Last weekend I paid visit to my favourite Hobby stores and brought back, as usual, few goodies.
Hobby Boss Merkava ARV
This was one of my most expected models to be coming to the stores these days. It is one of those models that few months ago no one even expected to see in plastic. The vehicle itself seems to be representation of one of the versions of the vehicle codenamed NAMER, which is sometimes classified as armoured personnel carrier.
Based on the inspection of the content of the box, I am quite pleased. The quality offered by Hobby Boss seems to be growing with each of their releases. The parts are molded in nice dark grey plastic – somehow I like it more than the beige used for the Merkava 4 kit. The level of detail is in my opinion also higher than on their previous kits, so the only thing that remains to be seen is the fit of the parts. The vehicle itself has number of stowage baskets which are very finely molded, though I believe aftermarket companies will be quick to offer photoetch replacements. The kit was already criticized for lack of detail and accuracy on the crane part. This part of the kit really seems a bit simplified as far as I can say, though I am by no means an expert on IDF vehicles.
I am already looking forward to build this one, unlike the Merkava MBT you are spared the assembly of the chain & ball armor…
The only problem I have with this kit is its price – it retails for approximately $80, which is in my opinion little too much compared to other kits, especially some of the higher quality ones…
Bronco Marder IID
There was enough of superlatives written about this kit online and I think they are all well-earned. This kit combines ideal attributes – interesting and original subject, best-of-class level of detail, likely good fit of the parts (based on the other kits from Bronco I dare to claim this), clear and extensive instructions, number of marking options and, last but not least, fair price.
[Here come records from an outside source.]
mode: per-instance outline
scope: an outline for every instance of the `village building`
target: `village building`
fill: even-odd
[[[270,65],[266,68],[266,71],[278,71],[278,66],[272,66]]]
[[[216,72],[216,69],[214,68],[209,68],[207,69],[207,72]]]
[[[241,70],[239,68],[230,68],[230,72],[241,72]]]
Now beware – this is not going to be simple build. I have counted 21 sprues and of course you have large photoetch sheet. Some of the photoetch parts will require carefull bending (and most likely some good tools to do this).
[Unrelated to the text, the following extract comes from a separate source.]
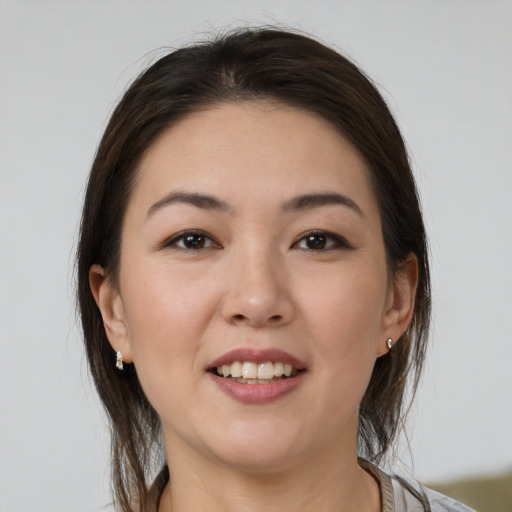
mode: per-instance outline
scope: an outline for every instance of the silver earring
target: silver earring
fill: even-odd
[[[121,352],[117,352],[116,354],[116,368],[118,370],[123,369],[123,354],[121,354]]]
With 34 steps, instructions are a small book by itself, however the layout is clear and concise (unlike instructions such as those from Dragon which sometimes feel like a puzzle). There are 7 markings options provided, so whether you’re a fan of German grey, yellow or camo finishes, you should be able to find the one you like among them.
Tracks are going to take some time as they are all molded on 4 sprues, so will take some time to cut and clean. Frankly I think I would save the time and go for Friul or Modelkasten replacements…
During my recent projects (Pershing and M1A1) I was wrestling with problems related to the quality of the tracks. I felt that maybe it is time to build something without a tracks for a change. About the same time I have found a great build pictures from Przemyslaw Mrozek – you can find it on his blog (here) or Armorama forum (here). The subject is the newest kit from Ukrainian producer ICM. I was so inspired by his model, that I decided to give it a try myself.
I haven’t built anything from ICM yet, so I am quite curious what the kit will be like. The kit is really not overly complicated, but still has very nice details. Molding seems to be nicely done, without any issues noted so far. Instructions basically cover 5 pages and indicate the process of construction should be straightforward.